Helping the Homeless Quit Smoking: Q&A with Michael Businelle and Darla Kendzor, The University of Texas School of Public Health
Jul 30, 2014, 3:25 PM
Not surprisingly, a recent study in the American Journal of Public Health found that homeless smokers struggle with quitting more than economically disadvantaged smokers who have their own housing. The study compared homeless smokers receiving treatment at a shelter-based smoking cessation clinic to people enrolled in a smoking cessation program at a Dallas, Texas, safety-net hospital.
“On average, homeless people reported that they found themselves around about 40 smokers every day, while the group getting cessation care at the hospital reported that they were more likely to be around three to four smokers every day,” said Michael S. Businelle, PhD, assistant professor of health promotion and behavioral sciences at The University of Texas School of Public Health Dallas Regional Campus, and the lead author of the study. “Imagine if you had an alcohol problem and were trying to quit drinking—it would be almost impossible to quit if you were surrounded by 40 people drinking every day. That is the situation homeless folks have to overcome when they try to quit smoking.”
Businelle said research shows that about 75 percent of homeless people smoke and that smoking is a leading cause of death in this population. And although homeless smokers are just as likely to try to quit smoking as are other smokers, they are far less successful at quitting, according to Businelle’s work. He said tailored smoking cessation programs are needed for homeless people, including smoke-free zones in shelters.
NewPublicHealth recently spoke with Businelle and his wife, Darla Kendzor, PhD, who is a co-author of the recent study on smoking and the homeless, as well as an assistant professor at The University of Texas.
NPH: Why did you embark on the study?
Michael Businelle: The smoking prevalence in this population is so high and homeless people are not enrolled in clinical trials so we don’t know what will work best for them. We’ve developed, over the last 50 years, really good treatments for the general population of smokers, but there are very few treatments that have been tested in homeless populations.
Darla Kendzor: And cancer and cardiovascular disease, which are in large part due to tobacco smoking, are the leading causes of death among homeless adults. So quitting smoking would make a big difference for them.
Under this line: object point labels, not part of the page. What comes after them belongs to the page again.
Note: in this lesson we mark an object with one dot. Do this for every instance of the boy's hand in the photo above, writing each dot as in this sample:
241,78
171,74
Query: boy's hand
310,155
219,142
Businelle: Most shelters across the United States have substance abuse programs, but very few of them have smoking cessation programs, even though shelter residents are far more likely to die of tobacco use. Other gains for homeless people who quit smoking would be the ability to accept supportive housing if the building is smoke free, as well as increases in available economic resources. Another study that Darla and I have worked on found that, on average, homeless individuals spend about 22 percent of their income on cigarettes.
NPH: What are the strategies that you have tried and what seems to be effective so far?
Businelle: In the study, one approach we tried was to test small financial incentives—an intervention that provided small amounts of money or gift cards—and comparing that to people who just got standard smoking cessation care at the shelter. We found that the incentives substantially increased quit rates. We hope to publish soon on the long-term effectiveness of that approach.
NPH: What’s next in your research?
Businelle: I’m applying for a follow-up grant for a larger financial incentives homeless shelter study to follow more people for a longer period of time, and I’m also applying for a grant that looks at care management. In all of our studies we give participants cell phones that they carry around with them for two-to-four weeks. The phone rings four or five times a day and a prompt asks them several related questions, such as how high their urge is to smoke, about their mood, whether they felt they had been discriminated against the previous day and how much stress they’re experiencing. We’re using these variables to predict whether a homeless individual will be able to quit smoking on the day they set aside at the beginning of cessation programming as their quit date.
The phone is a smartphone which tracks the data and looks at patterns such as whether a person’s mood is getting better or worse, whether their urges are getting better or worse and whether their coping ability is getting better or worse over time. That can help predict whether someone will be able to quit smoking on their quit date. If the phone data shows they may not, they’d get some extra interventions, such as a phone prompt asking if they’d like to speak with a cessation counselor.
NPH: What has your work with people who are homeless told you in terms of strategies you can translate from a homeless population to a non-homeless population?
Businelle: What’s really interesting is that because the gold standard treatments don’t work as well in the homeless population, if we can develop treatments that do work for that group—which has so much stress, mental health issues and substance abuse—then they may also translate into other groups.
Kendzor: We’re also working on some other modifiable risk factors, too, not just smoking. We’re starting to realize that there’s actually interest among homeless shelter residents in improving their diets and getting more physical activity in their lives. I recently received an American Cancer Society grant to look at fruit and vegetables and exercise interventions in a homeless population.